Raspberry Pi — Pico
Raspberry Pi Pico — Introduction
The Raspberry Pi Pico is a low-cost, high-performance microcontroller board built around the RP2040 chip (Pico / Pico W) and the newer RP2350 chip (Pico 2 / Pico 2 W). Unlike the Raspberry Pi SBC, the Pico is a microcontroller — it runs bare-metal code, not Linux.
Pico vs. Pico 2
| Feature | Raspberry Pi Pico (RP2040) | Raspberry Pi Pico 2 (RP2350) |
|---|---|---|
| Chip | RP2040 | RP2350 |
| CPU Cores | 2× Cortex-M0+ at 133 MHz | 2× Cortex-M33 at 150 MHz (+ 2 RISC-V) |
| RAM | 264 KB SRAM | 520 KB SRAM |
| Flash | 2 MB (external) | 4 MB (external) |
| USB | USB 1.1 (device + host) | USB 1.1 (device + host) |
| GPIO | 26 multi-function pins | 26 multi-function pins |
| PIO | 2× PIO state machines | 3× PIO state machines |
| Security | None | TrustZone, secure boot |
| Price | ~$4 | ~$5 |
For Analog Data workshops, either board works. If you have a Pico W or Pico 2 W, you also get built-in Wi-Fi (CYW43439 chip).
Development Options
You have two main choices for developing on the Pico:
Option 1: MicroPython
- Language: Python (subset)
- Setup: Drag-and-drop firmware, use Thonny IDE or
mpremote - Best for: Rapid prototyping, beginners, scripting
- Guide: MicroPython on Pico →
Option 2: C/C++ SDK
- Language: C or C++
- Setup: CMake, arm-none-eabi-gcc, VS Code extension
- Best for: Performance-critical apps, custom hardware drivers, production
- Guide: C/C++ SDK Setup →
The RP2040 / RP2350 Architecture
What makes the Pico special:
PIO (Programmable I/O)
A unique feature — 8 tiny state machines that implement custom hardware protocols in software. PIO can implement WS2812 LED control, custom SPI/I2C/UART, even DVI video output — all without using the main CPU.
Dual-Core
Both cores (Cortex-M0+ on RP2040, Cortex-M33 on RP2350) can run code simultaneously.
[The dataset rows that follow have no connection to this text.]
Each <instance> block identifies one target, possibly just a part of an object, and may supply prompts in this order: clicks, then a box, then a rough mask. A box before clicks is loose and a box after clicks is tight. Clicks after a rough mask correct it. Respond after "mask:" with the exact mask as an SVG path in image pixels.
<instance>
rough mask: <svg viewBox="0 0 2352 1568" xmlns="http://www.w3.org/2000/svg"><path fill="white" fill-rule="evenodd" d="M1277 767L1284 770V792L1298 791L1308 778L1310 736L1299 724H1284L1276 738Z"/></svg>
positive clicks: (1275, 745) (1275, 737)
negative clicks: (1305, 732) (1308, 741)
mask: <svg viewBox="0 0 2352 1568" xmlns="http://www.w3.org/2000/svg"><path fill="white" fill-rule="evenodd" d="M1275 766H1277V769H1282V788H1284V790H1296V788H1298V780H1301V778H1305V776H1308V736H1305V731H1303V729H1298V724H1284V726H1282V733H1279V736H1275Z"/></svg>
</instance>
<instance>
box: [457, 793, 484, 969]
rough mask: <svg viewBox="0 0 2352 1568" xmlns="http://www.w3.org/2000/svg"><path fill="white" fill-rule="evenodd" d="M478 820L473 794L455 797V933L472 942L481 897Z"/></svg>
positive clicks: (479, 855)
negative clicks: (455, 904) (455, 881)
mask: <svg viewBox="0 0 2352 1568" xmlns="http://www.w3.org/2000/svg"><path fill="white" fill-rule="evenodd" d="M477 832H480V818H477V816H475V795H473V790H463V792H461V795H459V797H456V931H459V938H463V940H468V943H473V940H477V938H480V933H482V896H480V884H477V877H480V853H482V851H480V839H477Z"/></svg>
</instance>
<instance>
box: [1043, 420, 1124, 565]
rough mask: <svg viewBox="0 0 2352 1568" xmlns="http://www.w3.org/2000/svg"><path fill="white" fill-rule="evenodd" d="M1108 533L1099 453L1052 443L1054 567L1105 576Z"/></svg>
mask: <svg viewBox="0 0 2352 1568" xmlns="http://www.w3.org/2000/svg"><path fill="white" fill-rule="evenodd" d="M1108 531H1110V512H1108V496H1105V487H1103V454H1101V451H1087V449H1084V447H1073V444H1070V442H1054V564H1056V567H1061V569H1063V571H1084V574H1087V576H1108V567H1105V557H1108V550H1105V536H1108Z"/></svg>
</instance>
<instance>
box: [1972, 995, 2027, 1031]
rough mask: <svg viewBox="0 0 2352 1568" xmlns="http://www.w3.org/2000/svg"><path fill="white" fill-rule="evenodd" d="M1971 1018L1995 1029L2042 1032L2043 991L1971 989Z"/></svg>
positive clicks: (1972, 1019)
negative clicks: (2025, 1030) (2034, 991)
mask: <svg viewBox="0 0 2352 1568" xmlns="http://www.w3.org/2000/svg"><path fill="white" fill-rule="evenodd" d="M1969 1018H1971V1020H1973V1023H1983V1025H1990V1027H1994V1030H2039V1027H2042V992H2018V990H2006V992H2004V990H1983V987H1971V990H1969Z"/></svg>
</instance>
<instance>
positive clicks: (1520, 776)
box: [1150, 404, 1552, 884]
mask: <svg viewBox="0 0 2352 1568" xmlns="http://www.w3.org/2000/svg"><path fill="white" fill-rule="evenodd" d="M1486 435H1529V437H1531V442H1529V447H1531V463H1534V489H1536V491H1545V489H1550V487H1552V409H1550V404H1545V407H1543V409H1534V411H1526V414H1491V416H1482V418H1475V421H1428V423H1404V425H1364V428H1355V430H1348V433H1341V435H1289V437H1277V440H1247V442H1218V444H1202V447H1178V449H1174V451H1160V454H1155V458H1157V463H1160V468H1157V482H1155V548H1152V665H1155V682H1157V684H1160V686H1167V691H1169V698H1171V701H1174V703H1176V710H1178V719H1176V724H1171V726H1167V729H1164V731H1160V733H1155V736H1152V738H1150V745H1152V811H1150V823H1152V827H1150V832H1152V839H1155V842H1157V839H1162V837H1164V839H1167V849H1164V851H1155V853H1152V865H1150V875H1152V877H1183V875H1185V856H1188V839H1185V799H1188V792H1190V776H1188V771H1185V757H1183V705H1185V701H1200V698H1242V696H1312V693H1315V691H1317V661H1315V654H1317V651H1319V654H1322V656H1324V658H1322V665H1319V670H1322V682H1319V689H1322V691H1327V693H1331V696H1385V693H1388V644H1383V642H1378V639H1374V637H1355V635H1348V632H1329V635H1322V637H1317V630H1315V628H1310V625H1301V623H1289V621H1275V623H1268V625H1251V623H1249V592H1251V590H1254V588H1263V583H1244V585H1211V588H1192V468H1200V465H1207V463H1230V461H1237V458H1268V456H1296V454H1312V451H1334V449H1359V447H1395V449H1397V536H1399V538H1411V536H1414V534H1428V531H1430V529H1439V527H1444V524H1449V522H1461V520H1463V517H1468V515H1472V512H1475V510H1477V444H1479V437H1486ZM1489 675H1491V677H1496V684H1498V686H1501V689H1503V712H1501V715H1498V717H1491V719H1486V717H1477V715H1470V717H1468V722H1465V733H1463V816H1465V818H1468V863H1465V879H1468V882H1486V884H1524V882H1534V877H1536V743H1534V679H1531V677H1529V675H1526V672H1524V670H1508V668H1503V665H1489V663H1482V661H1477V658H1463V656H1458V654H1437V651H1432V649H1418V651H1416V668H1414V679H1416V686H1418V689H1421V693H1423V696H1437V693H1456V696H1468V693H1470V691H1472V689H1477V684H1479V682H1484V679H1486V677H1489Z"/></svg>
You can run your main application on Core 0 and a time-critical task (e.g., sensor reading) on Core 1.
USB in Firmware
The Pico can act as a USB device (e.g., appear as a keyboard, mouse, MIDI device, CDC serial port) or a USB host — all implemented in software using its USB hardware.
Pinout Reference
The Pico has 40 pins total:
RP2040 / RP2350
┌─────────────────────┐
UART0 TX │ GP0 VBUS │ USB Power (5V)
UART0 RX │ GP1 VSYS │ Power In (1.8–5.5V)
│ GND GND │
SPI0 SCK │ GP2 3V3EN │ 3.3V Enable
SPI0 TX │ GP3 3V3 │ 3.3V Output
SPI0 RX │ GP4 ADC_REF│
SPI0 CSn │ GP5 GP28 │ ADC2
│ GND GND │
I2C0 SDA │ GP6 GP27 │ ADC1 / I2C1 SCL
I2C0 SCL │ GP7 GP26 │ ADC0 / I2C1 SDA
│ GP8 RUN │ Reset
│ GP9 GP22 │
│ GND GND │
│ GP10 GP21 │
│ GP11 GP20 │
│ GP12 GP19 │ SPI0 TX
│ GP13 GP18 │ SPI0 SCK
│ GND GND │
│ GP14 GP17 │ SPI0 CSn
│ GP15 GP16 │ SPI0 RX
└─────────────────────┘
LED on GP25 (built-in)
Entering BOOTSEL Mode
To flash new firmware (either MicroPython or C/C++), you need to put the Pico into BOOTSEL mode:
- Disconnect the Pico from USB
- Hold the BOOTSEL button (white button on top of the board)
- Connect the USB cable while holding BOOTSEL
- Release BOOTSEL once connected
The Pico will appear as a USB mass storage device called RPI-RP2 (or RP2350 for Pico 2) on your computer.
You can now drag-and-drop a .uf2 firmware file onto this drive.